En 2016-2017, le gouvernement a dépensé 36,1 millions de dollars en publicité. Une somme considérable, mais qui ne cesse de diminuer. Un an auparavant, la somme était de 42,2 millions de dollars, en baisse par rapport aux 68,7 millions de dollars de 2014-2015.

À l’époque, le ministère des Services publics et de l’Approvisionnement justifiait la réduction par la suspension obligatoire de la publicité pour l’élection fédérale. Mais cette année, même sans campagne, le budget a diminué de plus de 15 %.

« C’est une tendance lourde et donc ça ne me surprend pas vraiment.
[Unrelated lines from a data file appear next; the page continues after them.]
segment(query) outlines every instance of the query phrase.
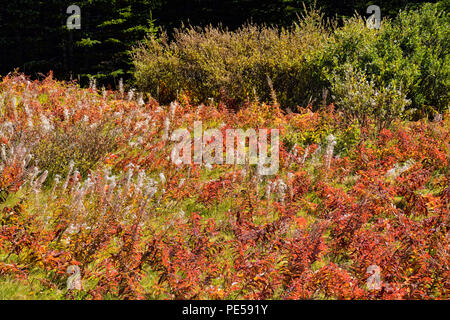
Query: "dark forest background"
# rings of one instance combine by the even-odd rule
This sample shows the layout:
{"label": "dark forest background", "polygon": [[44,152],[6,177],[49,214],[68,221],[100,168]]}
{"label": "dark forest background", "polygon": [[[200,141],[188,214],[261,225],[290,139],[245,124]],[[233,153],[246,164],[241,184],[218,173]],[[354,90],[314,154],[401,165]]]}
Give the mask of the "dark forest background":
{"label": "dark forest background", "polygon": [[[184,25],[219,25],[235,29],[246,22],[291,25],[304,6],[321,8],[328,18],[380,6],[382,17],[435,1],[300,1],[300,0],[12,0],[0,8],[0,75],[18,69],[39,78],[50,70],[58,79],[95,77],[114,87],[132,78],[129,50],[146,34],[169,36]],[[448,1],[441,1],[448,6]],[[67,7],[81,8],[81,29],[68,30]]]}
Pour la prochaine année, on s’attend à un investissement total annuel de moins de 75 000 dollars pour nos 27 radios membres », prévoit François Coté, directeur général de l’Alliance des radios communautaires (ARC) du Canada.

Il illustre l’impact des chiffres sur le terrain en citant la probable disparition de la radio francophone CKRP, à Rivière-la-Paix en Alberta.

« On vit l’impact de cette baisse tous les jours », renchérit le président de l’Association de la presse francophone (APF), Francis Sonier.

Le numérique domine

Pour la première fois, les dépenses en publicité numérique du gouvernement représentent plus de la moitié de l’enveloppe totale, soit 54,7 %. Les placements dans les médias sociaux ont atteint 23,3 %. Le ministère justifie cette stratégie en expliquant qu’il s’agit d’une « façon rentable de joindre les Canadiens dans la langue officielle de leur choix, peu importe où ils habitent ».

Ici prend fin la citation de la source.